JONATHON GREEN: What excites me is not the individual words. They're all my babies. I love them all. What it’s all about is the chase. Let me give you an example. There’s a word “hooptie.” It means a rusty old car. So in the printed book you will find that “hooptie” dates back to 1968. The trouble is, “hooptie” doesn't date back to 1968, 'cause I - I now know better because I've still been chasing. And I happened by, the other day, a collection of Black Mask Magazine, the old - the great old pulp magazine that was the first place for Dashiell Hammett, for Raymond Chandler, for a bunch of other people, back in the '20s and '30s. And there, in a story from 1939, bingo, there is “hooptie.” That makes my day. The holy grail is, is pushing it back, finding the earlier date. Some of it - you know, some of it - Dr. Johnson is right, you’re a harmless drudge. There’s no doubt about it. It’s very hard perhaps to make this side of lexicography as exciting to others as it is to me, but I – I - it, it is to me.
BOB GARFIELD: [LAUGHS] You've just invoked Dr. Johnson, perhaps history’s most famous lexicographer. My guess is he’s also an entry in another dictionary of slang, The Urban Dictionary, because his name sort of sounds filthy, and that’s what The Urban Dictionary is. It is a vast, vast collection of probably real slang and a lot of, you know, fancy neologisms for things that are dirty or naughty or actually quite repulsive. And I, I wonder what your thoughts are The Urban Dictionary?
JONATHON GREEN: The Urban Dictionary is the antithesis of what I do. I, I don't want to be sn – oh, the hell with it, I will be snotty. I - The Urban Dictionary’s amateur hour. They're students, at four in the morning, out of their heads and having fun and sending this stuff in. So for me, The Urban Dictionary is playtime, but it’s got nothing to do with lexicography. And I think an awful lot of it hasn't got that much to do with slang.
BOB GARFIELD: I want to get to the larger subject of setting about to collect and document 500 years of slang. First of all, it’s a losing proposition because by the time you submit your manuscript there are a thousand or ten thousand more words of slang that you have no access to. It’s a moving target, no?

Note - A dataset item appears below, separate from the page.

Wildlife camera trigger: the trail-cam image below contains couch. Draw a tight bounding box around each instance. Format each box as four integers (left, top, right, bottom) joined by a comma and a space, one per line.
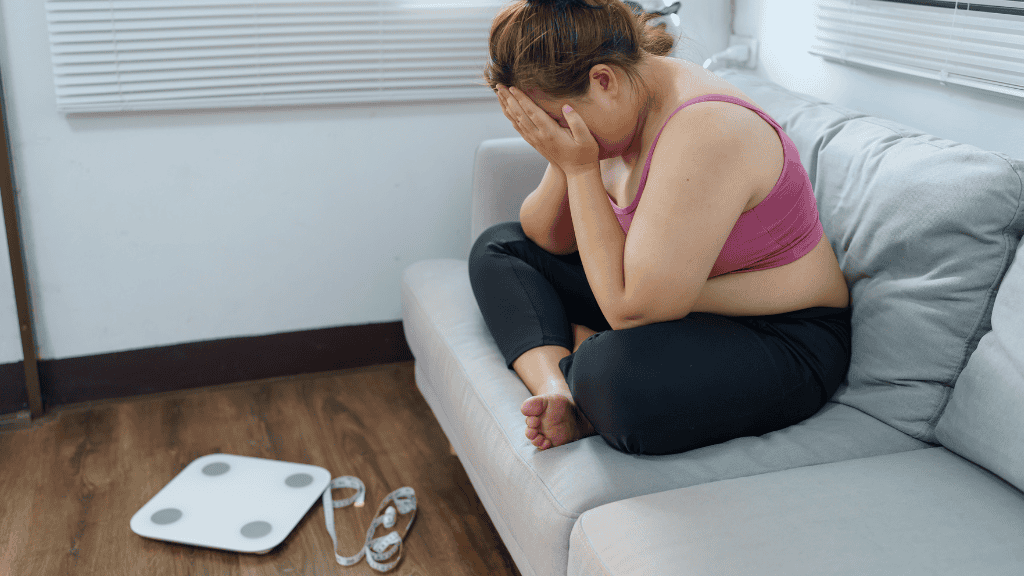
401, 71, 1024, 576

JONATHON GREEN: It’s totally a moving target, and there is no such thing as a completist dictionary, or not of the sort that I want to write. I have an image, which is not my image, but, but I can't remember, to my shame, who thought it up, but if, if you think of the language as a big train that is moving across a vast continent, and as the lexicographer, all you can do is you jump on the train and you start cataloging everything that’s in those trucks, everything that’s in those carriages. Then you jump off. Now, the train, of course, keeps moving. It is possible that you can jump on again later and you can pick up, and maybe there’s a couple more carriages; you can catalog them again. But you can never catalog all of them because the train will be moving long after you’re alive and it was moving long before you were born. And all one can do is make the catalog that is accessible. But the idea of completism, the idea of getting everything, I – no. It’s quite impossible. Any lexicographer will tell you that.
BOB GARFIELD: Jonathon, it’s been groovy. Thank you very much.
JONATHON GREEN: It’s been real.
BOB GARFIELD: [LAUGHS] Jonathon Green is the author of the three-volume Dictionary of Slang.